I never thought I’d learn so much about all sorts of native plants until we moved to a property by the forest’s edge. After adding more native plants to our backyard, more and more birds started visiting, resulting in many surprise plants sprouting around our property. Last year, these birds planted something new, which is why we are writing about the Southern Dewberry in Central Florida, in today’s blog post.
Southern Dewberry in Central Florida
Around this time of year, you’ll probably encounter these pretty pink / white flowers along your hikes, along roadsides and ditches, and perhaps even on your property (especially if you live on acreage, near the forest’s edge or nature preserve, or near a vacant, wooded lot). These blooms belong to the Southern Dewberry, which others sometimes refer to as, the Southern Blackberry. It grows in the wild in Central Florida.
Making Space For Wildlife
We have a corner in our backyard that we allow to grow somewhat wild, specifically for wildlife. When we had several oak trees cut down in preparation for Hurricane Irma’s landfall in 2017, we chose to leave behind one fallen tree log on our property.
A few years later, as the tree log began to decompose, we started noticing a variety of birds visiting our backyard: the resident cardinal couple (of course), a variety of woodpeckers, Carolina wren, titmouse (is the plural form, titmice?), chickadees, northern parulas, many types of warblers, robins, tanagers, mockingbirds, hummingbirds, mourning doves, and more. I’m sure adding a birdfeeder at the start of the pandemic had a lot to do with attracting all these birds to our property.
Finding Voluntary Southern Dewberry Plants Gifted By Wildlife
While we don’t leave the birdfeeder up for long periods of time, the birds have chosen to stick around. They look for food here — to include seeds, fruit, bugs, worms, and nectar (for the hummingbird). In return, they give back seeds from their foraging. Most of those seeds often turn into plants that we don’t necessarily want but we just couldn’t resist to “wait and see” what they might be, until we can truly identify and observe them. This isn’t ideal for many residential properties (and especially if you’re not closely paying attention to what’s growing in your backyard).
Observing Southern Dewberry Growth Habits And Purpose
We started seeing blooms of pink / white flowers with leaves that somewhat remind us of some type of berry plant. In a nearby hiking trail, we’ve found some blackberries in the wild, but they were growing on upright stems, not on a rambling thicket. We waited another month and observed that the flowers had lost their petals and turned into immature fruit (like a raspberry of sorts). Another month or so later, they turned red and black, a litter bigger than a raspberry and a little smaller than the commercial type of blackberry. By now, the birds have been feasting on them, especially the very determined Carolina wren.
Using Southern Dewberry As A Food Source For Wildlife
While there are several Rufus (blackberry and dewberry) species found throughout the southeastern United States, these are commonly known as the Southern Dewberry. Known as a food source to wildlife in late winter (when most food sources are not readily available) through summer, you won’t be surprised to find bees and birds feasting around the fast growing thicket. In Central Florida, blooms typically start in the late winter and fruits arrive in the summer.

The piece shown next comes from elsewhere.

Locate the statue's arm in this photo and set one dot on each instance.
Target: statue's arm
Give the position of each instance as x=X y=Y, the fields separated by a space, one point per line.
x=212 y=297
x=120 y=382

Managing Southern Dewberry Growing On Your Property
After allowing the Southern Dewberry to grow for a few months on our property, we decided it was time to keep it in check. Ideally, we wouldn’t want a wrangly plant like this growing in our backyard. Also ideally, we would want this plant in our backyard, solely for the purpose of ecosystem and habitat conservation, for the sake of wildlife. We don’t run around barefoot in our Florida yard, and we don’t let our children play in this designated corner.
We are now in our second year of allowing the Southern Dewberry to grow in our backyard. The birds continue to plant the seeds in different parts of our yard, and we just mow them down. It’s easy to identify the first sprout of leaves, once you’ve gotten used to seeing the plant in its different stages.
As for our little corner where the Southern Dewberry is allowed to grow, we just mow / prune along the edges (while keeping in mind to wear protective garden gear).
Removing Southern Dewberry Is Difficult
We don’t let the plant climb or tangle itself around other plants or structures. It requires quite a bit of maintenance. The lack of proper management leads to dense, difficult to control thickets that are filled with thorns. Early identification and control give you a head start, and mowing at bloom reduces seed production. However, these plants also spread via underground rhizomes, which means complete eradication is difficult (if that is your goal).
Using Chemicals With Caution
If you choose to control Southern Dewberry by means of mowing and the use of herbicides (and pollinators are a concern in your area), it may be best to apply herbicides in the fall. We don’t use herbicides as much as possible, especially since we have a variety of larval host plants to attract butterflies in our yard. One spray of the wrong herbicide will definitely kill the caterpillars. We’ve heard numerous stories of fellow butterfly gardeners whose neighbors sprayed herbicides and insecticides on a windy day, causing their caterpillars to curl up and die… in large numbers. It’s a very sad sight.
Looking For More Solutions?
If you’re looking for more specific ways to get rid of Southern Dewberry growing in your Central Florida yard, contact the local Extension Office in your county.